All of us have been given the Faith so that the goal of life eternal will be real and tangible for us. We touch the goal every time we receive Christ worthily and lovingly in the Eucharist, every time we fully and honestly confess our mortal sins in confession, every time we reach out in love, without judgment and with compassion, to the others that God has placed in our lives.
" 'Let the hearts of those who seek the LORD rejoice.' Although man can forget God or reject him, He never ceases to call every man to seek him, so as to find life and happiness. But this search for God demands of man every effort of intellect, a sound will, 'an upright heart', as well as the witness of others who teach him to seek God.

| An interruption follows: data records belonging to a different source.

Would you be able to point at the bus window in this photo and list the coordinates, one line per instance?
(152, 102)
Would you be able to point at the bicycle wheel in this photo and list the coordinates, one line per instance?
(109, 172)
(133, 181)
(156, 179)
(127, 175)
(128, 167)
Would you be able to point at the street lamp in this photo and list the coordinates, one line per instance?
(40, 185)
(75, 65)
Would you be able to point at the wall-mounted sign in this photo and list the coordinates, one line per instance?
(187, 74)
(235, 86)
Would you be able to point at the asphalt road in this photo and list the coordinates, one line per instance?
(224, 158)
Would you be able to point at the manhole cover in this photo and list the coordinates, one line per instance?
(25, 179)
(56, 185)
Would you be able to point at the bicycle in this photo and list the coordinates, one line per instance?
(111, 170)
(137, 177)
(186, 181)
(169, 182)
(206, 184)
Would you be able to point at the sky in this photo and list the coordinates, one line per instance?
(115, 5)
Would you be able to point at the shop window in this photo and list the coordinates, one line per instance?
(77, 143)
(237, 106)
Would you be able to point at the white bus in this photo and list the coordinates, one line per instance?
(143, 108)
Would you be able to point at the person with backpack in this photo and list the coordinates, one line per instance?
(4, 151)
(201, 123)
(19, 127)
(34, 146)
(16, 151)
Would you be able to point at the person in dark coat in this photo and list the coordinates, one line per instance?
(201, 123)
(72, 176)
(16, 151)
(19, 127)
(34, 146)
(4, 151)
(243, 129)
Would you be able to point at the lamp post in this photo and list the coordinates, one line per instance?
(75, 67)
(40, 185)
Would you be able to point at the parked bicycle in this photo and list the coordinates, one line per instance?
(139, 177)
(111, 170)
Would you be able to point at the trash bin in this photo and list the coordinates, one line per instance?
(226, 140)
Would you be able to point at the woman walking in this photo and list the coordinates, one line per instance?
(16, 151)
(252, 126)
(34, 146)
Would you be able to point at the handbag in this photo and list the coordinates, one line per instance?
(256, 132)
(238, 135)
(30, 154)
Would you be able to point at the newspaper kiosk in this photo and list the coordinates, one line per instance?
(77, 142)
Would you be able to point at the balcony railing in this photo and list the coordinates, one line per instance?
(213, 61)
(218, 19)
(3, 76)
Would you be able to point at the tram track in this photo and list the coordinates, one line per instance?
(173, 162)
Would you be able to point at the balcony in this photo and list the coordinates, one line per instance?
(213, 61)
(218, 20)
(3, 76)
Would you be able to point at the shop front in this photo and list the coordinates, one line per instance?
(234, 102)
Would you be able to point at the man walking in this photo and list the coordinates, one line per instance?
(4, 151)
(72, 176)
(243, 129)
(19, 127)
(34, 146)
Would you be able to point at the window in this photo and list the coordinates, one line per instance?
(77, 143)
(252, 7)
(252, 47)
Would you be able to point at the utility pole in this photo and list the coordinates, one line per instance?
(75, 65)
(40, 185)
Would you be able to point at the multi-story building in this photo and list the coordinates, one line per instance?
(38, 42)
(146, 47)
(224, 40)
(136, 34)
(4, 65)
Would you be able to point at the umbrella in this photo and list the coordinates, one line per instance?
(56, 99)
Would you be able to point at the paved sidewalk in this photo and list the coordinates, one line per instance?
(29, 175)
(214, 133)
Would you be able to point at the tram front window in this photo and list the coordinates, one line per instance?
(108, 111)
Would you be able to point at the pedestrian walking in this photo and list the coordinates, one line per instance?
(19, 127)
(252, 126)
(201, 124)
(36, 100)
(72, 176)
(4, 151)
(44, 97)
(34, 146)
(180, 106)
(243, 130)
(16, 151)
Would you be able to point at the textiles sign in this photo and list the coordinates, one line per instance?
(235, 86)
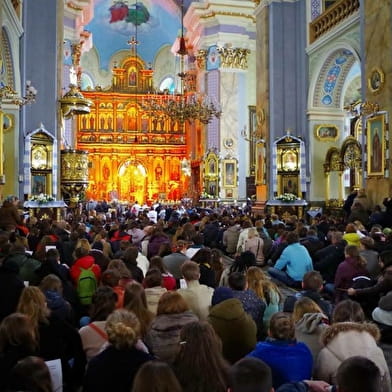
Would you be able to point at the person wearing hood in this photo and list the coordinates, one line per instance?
(349, 336)
(85, 261)
(227, 316)
(309, 322)
(288, 359)
(9, 215)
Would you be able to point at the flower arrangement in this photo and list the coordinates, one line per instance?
(287, 197)
(42, 198)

"You are great, O Lord, and greatly to be praised: great is your power and your wisdom is without measure. And man, so small a part of your creation, wants to praise you: this man, though clothed with mortality and bearing the evidence of sin and the proof that you withstand the proud. Despite everything, man, though but a small a part of your creation, wants to praise you. You yourself encourage him to delight in your praise, for you have made us for yourself, and our heart is restless until it rests in you. (St Augustine) (CCC 30)
Jesus rose. We remember Him in this way every Sunday, as we do today through the bright rose color which the Church wears in the midst of penitential violet in the Lenten season. He truly goes before us to show us the way and promises us a share in His life eternal which we touch and which we receive already through His holy Church in Word and sacrament.
Jesus gives Himself for mercy. He "for-gives" us each time we approach Him in sorrow, he gives Himself back to we who have rejected Him in the evil we have done through the sacrament which restores the joy of our youth and enables us to approach His holy altar, receiving Communion worthily, attentively and devoutly.
And we "re-joy", we receive in Christ once again the gift of joy because through this inestimable gift of the holy Mass we are able to give ourselves to Him in love who first gave Himself for us.
He rose, giving Himself for mercy, and we rejoice.